This perception has been amplified considerably in the public psyche by Al Gore and James Hansen, the former in his testimony of 21 March 2007 before the U.S. Senate's Environment and Public Works Committee, and the latter in his testimony of 26 April 2007 before the Select Committee of Energy Independence and Global Warming of the U.S. House of Representatives. But are these perceptions consistent with real-world observations? In this Summary, we briefly recapitulate what has been learned in this regard by a number of scientists who specialize in this particular field of research.

We begin in China with the work of Zhuo et al. (1998), who reviewed our knowledge of climatic conditions in that country during the Holocene Optimum, or the central portion of the planet's current interglacial epoch. Synthesizing the results of a broad range of studies, they determined that temperatures during this period were 2-6C warmer than at present. This warmer climate resulted in the retreat of glaciers across the country, some of which disappeared altogether in eastern China, while it also resulted in a retreat of the southern permafrost limit to 100 km north of its current location.
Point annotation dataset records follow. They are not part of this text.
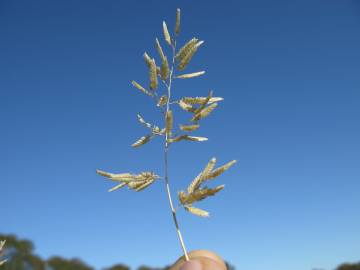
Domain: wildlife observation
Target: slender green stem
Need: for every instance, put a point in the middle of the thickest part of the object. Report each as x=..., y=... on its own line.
x=166, y=149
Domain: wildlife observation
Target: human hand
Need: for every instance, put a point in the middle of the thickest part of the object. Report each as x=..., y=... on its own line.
x=200, y=260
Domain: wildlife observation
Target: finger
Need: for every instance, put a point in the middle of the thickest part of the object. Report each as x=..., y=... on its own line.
x=201, y=263
x=205, y=258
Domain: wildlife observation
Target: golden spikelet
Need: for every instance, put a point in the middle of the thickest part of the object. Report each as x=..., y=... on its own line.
x=200, y=100
x=221, y=169
x=186, y=107
x=137, y=182
x=145, y=185
x=205, y=112
x=203, y=105
x=159, y=49
x=141, y=141
x=142, y=121
x=196, y=211
x=195, y=184
x=186, y=49
x=123, y=177
x=189, y=127
x=142, y=89
x=164, y=71
x=162, y=101
x=166, y=33
x=153, y=75
x=185, y=61
x=168, y=122
x=198, y=195
x=117, y=187
x=190, y=75
x=147, y=60
x=177, y=22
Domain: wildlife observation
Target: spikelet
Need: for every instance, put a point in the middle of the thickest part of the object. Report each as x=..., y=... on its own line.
x=2, y=244
x=186, y=49
x=200, y=100
x=205, y=112
x=159, y=49
x=203, y=105
x=196, y=211
x=142, y=89
x=147, y=60
x=198, y=195
x=189, y=127
x=153, y=75
x=188, y=138
x=221, y=169
x=190, y=75
x=162, y=101
x=164, y=70
x=145, y=185
x=122, y=177
x=177, y=23
x=186, y=107
x=142, y=121
x=137, y=182
x=117, y=187
x=168, y=122
x=185, y=61
x=195, y=184
x=142, y=141
x=166, y=33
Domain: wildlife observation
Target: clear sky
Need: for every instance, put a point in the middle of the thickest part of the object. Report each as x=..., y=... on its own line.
x=289, y=74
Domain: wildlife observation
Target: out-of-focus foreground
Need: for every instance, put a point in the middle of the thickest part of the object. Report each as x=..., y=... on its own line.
x=19, y=255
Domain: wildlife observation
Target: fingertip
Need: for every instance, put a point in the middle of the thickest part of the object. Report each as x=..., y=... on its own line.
x=191, y=265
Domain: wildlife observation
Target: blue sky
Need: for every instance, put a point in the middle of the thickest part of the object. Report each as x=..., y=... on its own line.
x=289, y=74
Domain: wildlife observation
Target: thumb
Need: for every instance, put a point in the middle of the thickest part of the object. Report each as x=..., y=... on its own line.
x=200, y=260
x=201, y=264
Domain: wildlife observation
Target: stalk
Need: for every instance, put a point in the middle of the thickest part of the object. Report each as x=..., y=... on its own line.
x=166, y=149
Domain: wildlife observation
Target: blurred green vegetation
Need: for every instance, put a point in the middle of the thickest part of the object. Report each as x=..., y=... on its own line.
x=20, y=256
Also working in China, Jin et al. (2007) studied the evolutionary history of permafrost in the central and eastern Qinghai-Tibetan Plateau. Among their many findings, we focus our attention on their descriptions of permafrost and climatic conditions during (1) what they call "the Megathermal period in the middle Holocene (~8500-7000 to ~4000-3000 years BP)," which period is more commonly known as the Holocene Climatic Optimum, and (2) "the warm period in the later Holocene (1000 to 500 years BP)," which is commonly known as the Medieval Warm Period or MWP. This research led them to conclude that during the Holocene Climatic Optimum, areas of permafrost were about 40-50% of those at present, and that mean annual air temperatures were 2-3C higher. Likewise, they report that during the MWP "the retreating of permafrost resulted in a total permafrost area of ~20-30% less than at present," and that mean annual air temperatures were "1.5-2.0C warmer than at present."
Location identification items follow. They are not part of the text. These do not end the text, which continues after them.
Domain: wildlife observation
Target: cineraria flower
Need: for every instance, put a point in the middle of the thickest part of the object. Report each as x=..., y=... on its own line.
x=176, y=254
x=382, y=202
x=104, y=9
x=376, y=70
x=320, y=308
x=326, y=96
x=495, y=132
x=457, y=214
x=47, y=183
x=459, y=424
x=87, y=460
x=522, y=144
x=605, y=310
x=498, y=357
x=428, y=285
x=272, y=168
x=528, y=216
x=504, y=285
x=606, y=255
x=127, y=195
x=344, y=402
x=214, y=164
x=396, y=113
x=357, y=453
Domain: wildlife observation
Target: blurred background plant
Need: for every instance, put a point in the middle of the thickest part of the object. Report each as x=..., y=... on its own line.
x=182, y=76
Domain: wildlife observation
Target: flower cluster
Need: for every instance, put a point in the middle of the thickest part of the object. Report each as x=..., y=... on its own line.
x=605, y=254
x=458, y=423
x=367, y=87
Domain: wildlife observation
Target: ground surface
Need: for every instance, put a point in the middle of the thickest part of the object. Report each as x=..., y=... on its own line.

Across the top of the world in a study conducted in Alaska, Muhs et al. (2001) presented proxy climate data for central Alaska during the previous interglacial and compared their results with those obtained by other researchers for the same region and time period. This analysis revealed that the overall picture for Alaska and the Yukon during the peak warmth of the last interglacial was that of "a region with warmer-than-present summers, an absence of permafrost in the interior, and probably greater precipitation in the interior." How much warmer was it? Based upon the expanded boreal forest ranges in this area, they estimate that summer temperatures were at least 1-2C warmer than they are presently, and that in some locations summer temperatures may have been as much as 3-5C higher than they are now.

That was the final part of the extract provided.